まつ毛、涙、影のモデルは目の形状に自動追従するよう調整。


  • 目のディテール


  • 目周辺の形状

毛穴など、細かい部分の調整

また、髪の生えぎわ制作のコスト削減のため、下準備として「坊主メッシュ」と呼ばれるカツラのようなパーツを作成している。

坊主メッシュ

「坊主メッシュ」の上に生やすようなイメージで毛のモデルを配置していき、髪型を作成。さらに、髪を描画する上で非常に重要となる半透明と影を加え、リアルな毛の表現を実現したとのこと。

髪の半透明と影の表現

さらに毛色の表現として、ベイクしたマスクテクスチャを用い、2種類のパラメータによって白髪や色ムラといった実際の髪に近づけるための表現を行なった。

ベイクテクスチャによる白髪や色ムラの表現

完成したキャラクターデータ

そうしてスキャンデータからリアル系のキャラクターモデルの完成までたどりついたわけだが、そこで課題としてもち上がったのは、「何でもリアルなら良いわけではない」ということだった。「現実の普通の人の顔だけではちょっと物足りない、いくらゲーム内の一般キャラクターとはいえ、もう少しファンタジー世界のキャラクター風にならないだろうか? と考えました」(南條氏)。そこで特徴ある3Dモデルをベースにブレンドするという手法を試してみることとなった。

フォトグラメトリーで作成したリアル系モデルに、ファンタジー風の顔モデルをブレンドした結果

この手法でリアルさにキャラクター性をプラスするという点では一定の成果を得たが、顔の形は千差万別で、スキャンだけでは限界があり、自然で多様な顔をもっと簡単につくれないか、という結論に達したという。そこで、ブレンドシェイプをもう少し複雑にして、個性的な顔を簡単に制作できるようなキャラクター作成ツールを開発することとなった。
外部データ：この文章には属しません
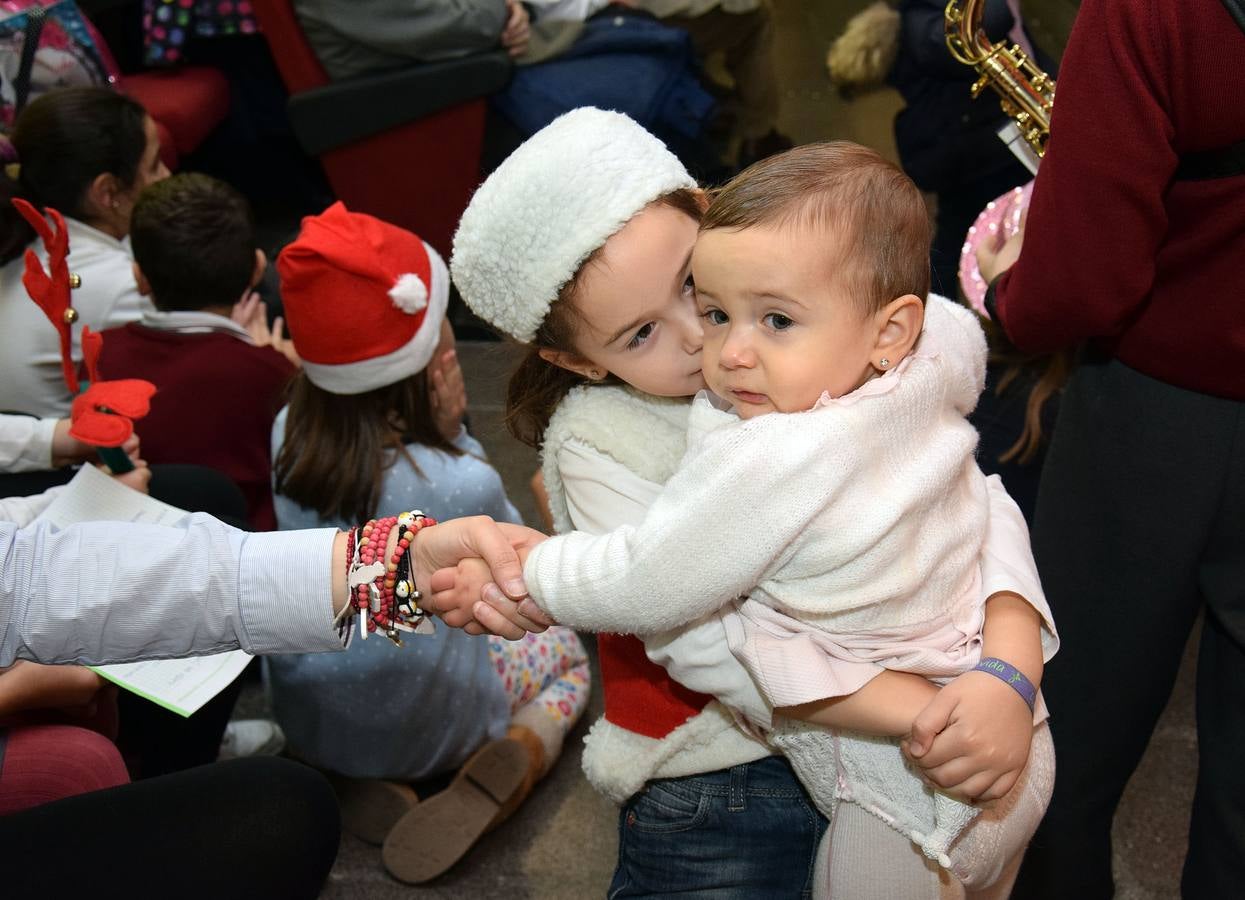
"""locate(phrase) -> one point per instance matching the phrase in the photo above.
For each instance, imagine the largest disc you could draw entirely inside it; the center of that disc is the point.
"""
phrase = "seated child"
(375, 425)
(833, 483)
(218, 389)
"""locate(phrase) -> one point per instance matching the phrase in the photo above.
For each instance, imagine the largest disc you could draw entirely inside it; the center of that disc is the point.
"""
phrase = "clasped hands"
(471, 575)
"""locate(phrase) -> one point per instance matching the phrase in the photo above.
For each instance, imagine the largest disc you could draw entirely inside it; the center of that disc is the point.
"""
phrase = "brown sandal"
(440, 830)
(370, 807)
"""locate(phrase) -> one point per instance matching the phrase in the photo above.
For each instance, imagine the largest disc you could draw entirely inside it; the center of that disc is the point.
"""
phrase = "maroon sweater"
(1117, 250)
(216, 400)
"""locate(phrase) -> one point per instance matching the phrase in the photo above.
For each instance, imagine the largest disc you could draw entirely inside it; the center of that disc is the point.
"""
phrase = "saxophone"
(1026, 92)
(1026, 95)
そうして開発されたランダム顔作成ツールは、ブレンドに使う顔を任意に選択し、顔全体または部分的にランダムブレンドを行い、その後調整を加えて、生成された顔をライブラリに登録する、までを行えるというもの。ブレンドで混ぜる数が多すぎると平均的な顔になってしまうため、3モデルから5モデルが適切だったという。
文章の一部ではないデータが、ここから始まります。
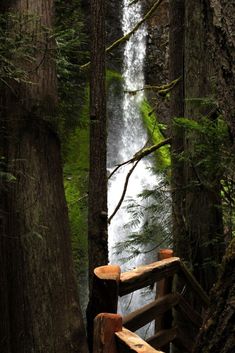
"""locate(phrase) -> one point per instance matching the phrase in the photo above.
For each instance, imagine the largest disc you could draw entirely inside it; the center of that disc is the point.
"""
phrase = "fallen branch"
(141, 154)
(128, 35)
(136, 159)
(124, 191)
(161, 89)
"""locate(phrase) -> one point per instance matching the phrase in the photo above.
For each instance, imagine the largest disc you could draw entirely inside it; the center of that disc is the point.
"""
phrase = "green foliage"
(18, 46)
(155, 132)
(210, 142)
(76, 168)
(150, 225)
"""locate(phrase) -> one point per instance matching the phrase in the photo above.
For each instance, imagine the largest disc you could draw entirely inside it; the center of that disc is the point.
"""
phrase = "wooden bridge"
(114, 334)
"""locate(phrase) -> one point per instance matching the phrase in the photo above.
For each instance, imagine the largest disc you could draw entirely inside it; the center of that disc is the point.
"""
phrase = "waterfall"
(127, 135)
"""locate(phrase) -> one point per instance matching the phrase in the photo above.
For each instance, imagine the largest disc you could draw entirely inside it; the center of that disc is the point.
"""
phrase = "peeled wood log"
(129, 342)
(105, 325)
(145, 275)
(149, 312)
(104, 296)
(195, 286)
(183, 342)
(162, 338)
(164, 287)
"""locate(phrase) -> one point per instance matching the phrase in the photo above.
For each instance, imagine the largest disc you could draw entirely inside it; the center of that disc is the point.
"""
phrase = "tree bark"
(203, 198)
(39, 301)
(217, 334)
(97, 204)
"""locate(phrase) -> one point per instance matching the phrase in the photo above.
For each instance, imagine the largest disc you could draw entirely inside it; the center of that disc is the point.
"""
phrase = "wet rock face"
(113, 32)
(157, 57)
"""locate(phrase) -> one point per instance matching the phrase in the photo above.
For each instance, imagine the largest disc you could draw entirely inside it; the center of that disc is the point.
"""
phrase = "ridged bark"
(97, 204)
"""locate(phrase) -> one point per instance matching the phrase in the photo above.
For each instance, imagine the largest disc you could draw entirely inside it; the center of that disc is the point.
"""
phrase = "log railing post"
(164, 287)
(105, 326)
(104, 295)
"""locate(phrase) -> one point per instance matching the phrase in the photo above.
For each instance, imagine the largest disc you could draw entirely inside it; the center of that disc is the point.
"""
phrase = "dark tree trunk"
(176, 68)
(197, 213)
(39, 301)
(218, 331)
(221, 29)
(97, 207)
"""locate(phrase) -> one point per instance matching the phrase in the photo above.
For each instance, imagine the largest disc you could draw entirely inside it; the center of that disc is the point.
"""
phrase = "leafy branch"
(125, 38)
(136, 159)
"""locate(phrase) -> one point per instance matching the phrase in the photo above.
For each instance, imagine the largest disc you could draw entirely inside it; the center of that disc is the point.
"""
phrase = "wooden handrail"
(146, 275)
(188, 277)
(149, 312)
(109, 283)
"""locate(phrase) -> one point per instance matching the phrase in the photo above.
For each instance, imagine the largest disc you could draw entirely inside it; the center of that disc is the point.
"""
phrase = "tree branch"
(136, 159)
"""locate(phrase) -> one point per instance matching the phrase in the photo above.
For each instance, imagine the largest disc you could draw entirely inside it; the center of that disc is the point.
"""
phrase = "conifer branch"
(124, 38)
(136, 159)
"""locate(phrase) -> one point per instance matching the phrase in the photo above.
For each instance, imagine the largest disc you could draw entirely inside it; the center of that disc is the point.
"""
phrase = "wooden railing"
(109, 283)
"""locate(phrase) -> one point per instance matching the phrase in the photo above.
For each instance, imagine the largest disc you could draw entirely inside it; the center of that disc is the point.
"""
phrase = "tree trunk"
(217, 334)
(203, 200)
(97, 204)
(39, 298)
4つの顔の目、鼻、口、耳、額、頬、顎をブレンドする場合の例

ランダム顔作成ツールの操作画面

ランダム顔ツールを活用した感想として、南條氏はランダムで生成される顔だとしてもスキャンに近いリアリティが出ること、ある程度縛りを入れるとワークフローにも組み込みやすいこと、頭の形などの制限事項などもコントロールしやすいことがわかったと述べた。今後はヒゲのバリエーションを増やしたり、歯並びもランダムで生成できるしくみにしていきたいとのこと。

ランダム顔作成ツールで生成された顔の例

顔はランダム感がリアリティに直結するため、クオリティが上げやすい分野でもある。ここまでやってみて、効率化が進めば一般キャラクターの制作は自動化も可能であると南條氏は総括した。「今後はアジア系に調整するパラメータや、戦士系の顔つきにするパラメータなど、簡単に調整できるようになると良いと考えています」(南條氏)。